When doing SEO, you often check the website's log files to perform analysis and make judgments. However, if you control hundreds or thousands of sites, would you still look at each log file one by one?

When dealing with a large number of websites, we generally monitor them according to the importance of the sites. For example, important resource sites may be analyzed and maintained as if they were main sites, while for some sites, analysis and maintenance may only occur when problems arise. There are also some sites that are left to thrive or perish based on the strategy defined for the site group, and there is no universal approach.

Generally, I only perform abnormal monitoring on site groups, meaning that I manually analyze and deal with anomalies when they are detected, and I rarely check them otherwise.

Definition of abnormal situations

When monitoring the operation of websites, we need to define what situations are considered abnormal. Generally speaking, the abnormal situations I personally defined mainly include the following 5 types:

  1. Abnormal spider visit frequency: For example, sudden loss of ranking leading to spiders no longer visiting, or the occurrence of frequent spider visits after a ranking drop.
  2. Website Traffic Anomaly: Generally, there should not be significant fluctuations in the traffic of the station group. If fluctuations occur, it may be due to someone collecting or attacking the website.
  3. 404 Error: It means the page does not exist and needs to be addressed promptly.
  4. Special Page Traffic Anomaly: Traffic anomaly on important pages, such as Taobao customer redirection pages, can be observed by comparing traffic and conversion rates to understand traffic sources.
  5. Special Keyword Traffic Anomaly: If market search volume and description click-through rate remain constant, the traffic of special keywords reflects the ranking situation.

Monitoring Methods

To monitor the above anomalies, a data table can be established for each indicator, represented by ABCDE. Then, an automated task can be set up to save the daily data of each website to the database.

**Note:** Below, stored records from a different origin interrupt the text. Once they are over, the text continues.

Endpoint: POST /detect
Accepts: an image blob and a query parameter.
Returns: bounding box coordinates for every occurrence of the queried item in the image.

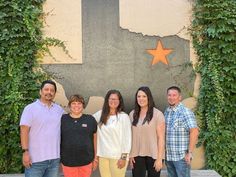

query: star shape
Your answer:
[147,40,172,65]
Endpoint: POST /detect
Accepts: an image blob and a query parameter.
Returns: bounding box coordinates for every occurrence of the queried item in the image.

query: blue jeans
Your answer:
[25,159,60,177]
[166,159,190,177]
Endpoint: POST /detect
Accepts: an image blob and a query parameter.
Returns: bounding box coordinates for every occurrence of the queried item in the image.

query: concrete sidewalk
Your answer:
[0,170,221,177]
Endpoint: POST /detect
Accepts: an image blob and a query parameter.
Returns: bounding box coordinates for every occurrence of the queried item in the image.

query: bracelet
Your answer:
[120,154,127,160]
[22,149,29,153]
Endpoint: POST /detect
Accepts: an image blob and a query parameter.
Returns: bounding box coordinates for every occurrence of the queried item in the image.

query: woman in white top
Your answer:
[93,90,131,177]
[130,87,165,177]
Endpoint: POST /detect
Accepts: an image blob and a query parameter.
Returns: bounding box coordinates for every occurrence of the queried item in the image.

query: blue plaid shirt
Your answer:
[164,103,197,161]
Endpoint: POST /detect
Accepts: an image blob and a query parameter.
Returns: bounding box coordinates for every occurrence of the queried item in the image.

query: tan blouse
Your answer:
[129,108,165,159]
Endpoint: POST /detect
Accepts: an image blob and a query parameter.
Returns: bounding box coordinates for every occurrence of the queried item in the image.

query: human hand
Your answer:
[117,159,126,169]
[92,157,98,171]
[184,152,192,165]
[129,157,135,169]
[153,159,163,171]
[22,151,32,168]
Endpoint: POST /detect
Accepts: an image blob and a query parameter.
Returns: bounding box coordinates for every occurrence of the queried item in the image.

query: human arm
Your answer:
[20,125,32,168]
[185,127,199,164]
[154,113,165,171]
[117,113,131,168]
[93,133,98,171]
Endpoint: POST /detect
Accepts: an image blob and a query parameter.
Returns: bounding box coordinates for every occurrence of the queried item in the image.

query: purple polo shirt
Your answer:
[20,100,64,163]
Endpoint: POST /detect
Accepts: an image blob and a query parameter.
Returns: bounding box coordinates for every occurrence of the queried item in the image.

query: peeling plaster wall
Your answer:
[43,0,204,169]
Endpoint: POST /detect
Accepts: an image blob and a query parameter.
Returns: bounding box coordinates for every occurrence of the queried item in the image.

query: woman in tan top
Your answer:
[130,87,165,177]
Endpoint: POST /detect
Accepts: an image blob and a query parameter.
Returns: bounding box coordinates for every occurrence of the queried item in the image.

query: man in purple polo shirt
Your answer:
[20,80,64,177]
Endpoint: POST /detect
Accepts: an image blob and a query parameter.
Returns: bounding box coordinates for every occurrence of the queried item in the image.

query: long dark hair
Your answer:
[132,87,155,126]
[99,90,124,126]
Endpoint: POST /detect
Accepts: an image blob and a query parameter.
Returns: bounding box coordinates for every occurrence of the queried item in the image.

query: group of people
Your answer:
[20,80,199,177]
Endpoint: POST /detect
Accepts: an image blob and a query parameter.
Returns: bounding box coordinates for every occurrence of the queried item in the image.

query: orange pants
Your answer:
[62,163,92,177]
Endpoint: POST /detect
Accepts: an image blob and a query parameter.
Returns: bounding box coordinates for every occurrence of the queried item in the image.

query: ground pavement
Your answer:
[0,170,221,177]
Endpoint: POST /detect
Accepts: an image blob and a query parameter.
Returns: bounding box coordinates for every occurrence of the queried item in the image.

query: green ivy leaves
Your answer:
[0,0,45,173]
[191,0,236,177]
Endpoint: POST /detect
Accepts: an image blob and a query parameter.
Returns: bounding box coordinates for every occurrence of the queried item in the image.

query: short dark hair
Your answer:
[68,94,85,108]
[40,80,57,92]
[167,86,181,94]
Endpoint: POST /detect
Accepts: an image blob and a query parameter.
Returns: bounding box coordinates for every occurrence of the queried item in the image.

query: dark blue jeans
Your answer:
[166,159,190,177]
[25,159,60,177]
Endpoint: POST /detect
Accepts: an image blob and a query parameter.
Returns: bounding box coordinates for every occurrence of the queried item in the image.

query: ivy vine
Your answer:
[0,0,236,177]
[191,0,236,177]
[0,0,67,174]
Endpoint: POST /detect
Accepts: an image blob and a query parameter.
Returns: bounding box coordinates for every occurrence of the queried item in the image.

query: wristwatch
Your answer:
[22,149,29,153]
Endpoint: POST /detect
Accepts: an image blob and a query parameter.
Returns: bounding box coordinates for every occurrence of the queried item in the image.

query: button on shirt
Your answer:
[20,100,64,163]
[164,103,197,161]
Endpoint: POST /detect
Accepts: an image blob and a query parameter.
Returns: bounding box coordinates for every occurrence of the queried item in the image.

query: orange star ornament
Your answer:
[147,41,172,65]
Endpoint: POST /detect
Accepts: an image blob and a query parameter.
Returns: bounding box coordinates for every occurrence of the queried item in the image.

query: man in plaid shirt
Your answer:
[164,86,199,177]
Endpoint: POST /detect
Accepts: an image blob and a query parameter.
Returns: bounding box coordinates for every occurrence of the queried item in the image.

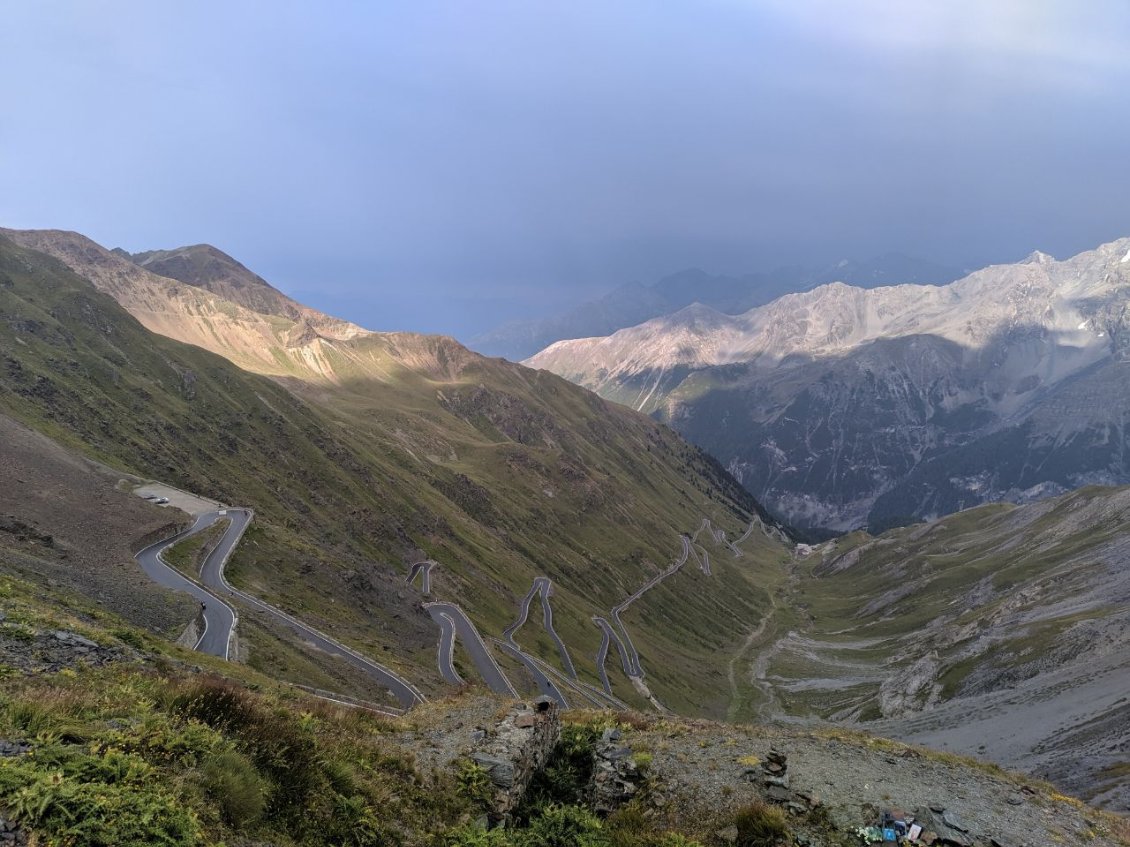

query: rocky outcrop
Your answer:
[589,727,644,815]
[470,697,562,823]
[0,627,131,674]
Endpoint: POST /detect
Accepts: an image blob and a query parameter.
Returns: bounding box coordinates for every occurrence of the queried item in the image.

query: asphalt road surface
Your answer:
[424,603,518,697]
[136,512,242,658]
[137,508,424,708]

Under IIS, it is recommended to use the Logparser tool provided by Microsoft, which can process logs using SQL queries. The specific parameters can be looked up using a search engine for more information.

Specific Usage Method

Taking the first anomaly situation as an example, you can monitor abnormal spider visit frequency using the following command:

Logparser -i:iisw3c "+"Select count(0) as hits Into A from xxx.log where cs(User-Agent) like "%spider%"" -o:SQL -server: Server IP -driver:"SQL Server" -database:Database Name -username:sa -password:***

Exception Handling

When preprocessing, compare the data from today with the data from yesterday to obtain the difference. Set a threshold, exceeding the threshold is considered an exception. For example, traffic anomalies can be judged by percentage, with over 30% being considered an anomaly; 404 errors can be directly judged by subtraction.

I use a C# program to handle exceptions, for example, by comparing the latest 404 data to identify anomalies. When an exception occurs, the program will notify via email for timely handling.

Other Suggestions

In addition to the above methods, you can also use Logparser to split logs, and then send them to a specified FTP address via FTP commands, so you can directly use the data without manual processing each time.

Overall, monitoring website anomalies is an important means to maintain the security and stable operation of the website. Timely detection and handling of anomalies can ensure the normal operation of the website and user experience.